Bu çağda anne-baba olmak çok zor. Çok şey biliyoruz, ama bu bilgilerin içinden doğru olanları ayıklamakta zorlanıyoruz. Çocuklar da çok şey biliyor. Erken yaşta birçok şeyle tanışıyorlar. Her şeyi tanıyorlar. Aşırı sorguluyorlar.

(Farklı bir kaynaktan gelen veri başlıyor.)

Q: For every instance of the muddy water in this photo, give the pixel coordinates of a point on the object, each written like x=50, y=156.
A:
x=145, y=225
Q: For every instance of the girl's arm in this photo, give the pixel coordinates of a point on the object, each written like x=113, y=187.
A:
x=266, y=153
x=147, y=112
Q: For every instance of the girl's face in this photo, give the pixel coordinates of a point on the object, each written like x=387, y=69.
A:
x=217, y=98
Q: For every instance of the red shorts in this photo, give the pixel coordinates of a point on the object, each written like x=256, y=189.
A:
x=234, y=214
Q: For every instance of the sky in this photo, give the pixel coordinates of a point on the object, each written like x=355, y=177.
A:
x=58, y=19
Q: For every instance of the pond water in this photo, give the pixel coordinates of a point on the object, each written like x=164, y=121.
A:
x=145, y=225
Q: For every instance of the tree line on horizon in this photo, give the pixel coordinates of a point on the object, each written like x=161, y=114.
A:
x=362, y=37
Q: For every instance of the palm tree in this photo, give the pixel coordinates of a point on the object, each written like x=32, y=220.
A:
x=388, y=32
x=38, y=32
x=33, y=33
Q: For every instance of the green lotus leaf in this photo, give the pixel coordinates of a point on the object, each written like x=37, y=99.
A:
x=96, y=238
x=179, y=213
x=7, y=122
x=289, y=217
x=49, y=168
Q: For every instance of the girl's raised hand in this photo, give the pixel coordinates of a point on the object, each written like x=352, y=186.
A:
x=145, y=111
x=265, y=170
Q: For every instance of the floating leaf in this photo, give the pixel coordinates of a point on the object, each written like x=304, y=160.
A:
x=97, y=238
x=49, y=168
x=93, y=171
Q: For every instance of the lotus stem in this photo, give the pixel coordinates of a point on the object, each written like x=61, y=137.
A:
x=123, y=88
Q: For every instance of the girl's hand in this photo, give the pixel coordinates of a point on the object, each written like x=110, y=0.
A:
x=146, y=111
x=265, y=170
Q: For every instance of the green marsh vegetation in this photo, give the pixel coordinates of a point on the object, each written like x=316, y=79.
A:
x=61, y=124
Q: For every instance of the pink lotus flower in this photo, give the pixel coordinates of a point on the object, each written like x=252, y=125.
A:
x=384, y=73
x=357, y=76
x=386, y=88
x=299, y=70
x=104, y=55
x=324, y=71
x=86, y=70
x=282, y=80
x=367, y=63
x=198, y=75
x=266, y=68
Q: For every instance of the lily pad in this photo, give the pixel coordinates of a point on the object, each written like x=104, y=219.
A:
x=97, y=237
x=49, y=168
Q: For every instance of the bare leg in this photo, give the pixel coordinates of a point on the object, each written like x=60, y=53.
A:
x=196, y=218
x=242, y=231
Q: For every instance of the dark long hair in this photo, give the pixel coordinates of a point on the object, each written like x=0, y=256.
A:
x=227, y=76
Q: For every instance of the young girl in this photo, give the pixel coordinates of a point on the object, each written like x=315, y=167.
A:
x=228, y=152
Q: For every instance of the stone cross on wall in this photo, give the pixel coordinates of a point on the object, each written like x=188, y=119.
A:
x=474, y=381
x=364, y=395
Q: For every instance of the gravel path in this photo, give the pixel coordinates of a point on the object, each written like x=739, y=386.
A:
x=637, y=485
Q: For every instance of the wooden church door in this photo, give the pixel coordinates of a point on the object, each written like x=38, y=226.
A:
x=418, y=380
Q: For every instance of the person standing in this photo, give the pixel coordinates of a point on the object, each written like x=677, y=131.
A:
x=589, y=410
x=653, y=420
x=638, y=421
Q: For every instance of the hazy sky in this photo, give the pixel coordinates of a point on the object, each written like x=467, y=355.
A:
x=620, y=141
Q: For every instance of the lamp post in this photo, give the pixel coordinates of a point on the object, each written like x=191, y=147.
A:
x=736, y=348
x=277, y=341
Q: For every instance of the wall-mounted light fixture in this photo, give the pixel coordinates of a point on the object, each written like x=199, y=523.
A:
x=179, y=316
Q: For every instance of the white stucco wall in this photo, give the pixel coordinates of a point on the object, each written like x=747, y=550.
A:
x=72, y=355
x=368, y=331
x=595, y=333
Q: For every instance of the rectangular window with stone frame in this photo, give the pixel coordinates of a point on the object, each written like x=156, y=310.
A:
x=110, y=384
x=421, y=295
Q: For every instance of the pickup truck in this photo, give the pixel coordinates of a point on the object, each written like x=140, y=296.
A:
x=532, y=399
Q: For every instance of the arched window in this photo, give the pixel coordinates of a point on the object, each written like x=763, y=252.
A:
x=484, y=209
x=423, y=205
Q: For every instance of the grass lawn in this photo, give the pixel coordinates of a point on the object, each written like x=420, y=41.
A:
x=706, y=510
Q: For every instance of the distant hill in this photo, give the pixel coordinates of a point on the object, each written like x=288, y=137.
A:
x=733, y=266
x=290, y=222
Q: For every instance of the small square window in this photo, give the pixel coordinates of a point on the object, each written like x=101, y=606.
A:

Pakolino ile oynayan ailelerde birçok şey değiştiğini söyleyebiliriz. Biz çocuğun 7 gelişim alanını hedefliyoruz. Küçük motor kasları, büyük motor kasları, dil gelişimi, duygusal gelişim, araştırma ve keşfetme! Bu gelişim dallarından hiçbiri bir seferde gelişen şeyler değil. Hepsinin pekiştirilmesi ve zamana yayılması gerekiyor. Ancak bu şekilde yetkinlik kazanılabiliyor. Bu nedenle her ay bir kutu hazırlıyoruz ve her seferinde farklı faaliyetler yapıyoruz. Her ay farklı alanlara yoğunlaşıyoruz. Bir ay dil gelişimine odaklanıyorsak, diğer ay duygusal gelişime odaklanıyoruz. Bu durum çocuktaki değişimin de net bir şekilde gözlemlenmesini sağlıyor. Örneğin çocuk 2 kutu önce yapamadığı bir faaliyeti, birden yapmaya başlayabiliyor. Aşama aşama bir gelişim gözlemleniyor. Biz bu kutularla herkesi mutlu ettiğimize inanıyoruz. Bize gelen geri dönüşler de böyle! Anne mutlu oluyor, baba mutlu oluyor, çocuk mutlu oluyor. Herkes birbirine vakit ayırıyor, hem oynuyor, hem eğleniyor hem de öğreniyor. Anne-babalar tek tek yapamadıkları birçok faaliyeti bu kutular sayesinde yapabiliyor.
Başka projeniz var mı?
RedHouse Kidz ile bir araya geldik ve Pakolino kutuları için kitap projesi de geliştirdik. Artık çocukların çok sevdiği kitaplar, o ayın konusuna göre çocuklarla buluşacak. Örneğin bu ayın konusu korsanlar ise, korsanlarla ilgili bir kitap da kutularımızda yer alacak. Dolayısıyla aile sadece Pakolino faaliyetlerini yapmakla kalmayacak, hep birlikte bol bol kitap da okuyacak.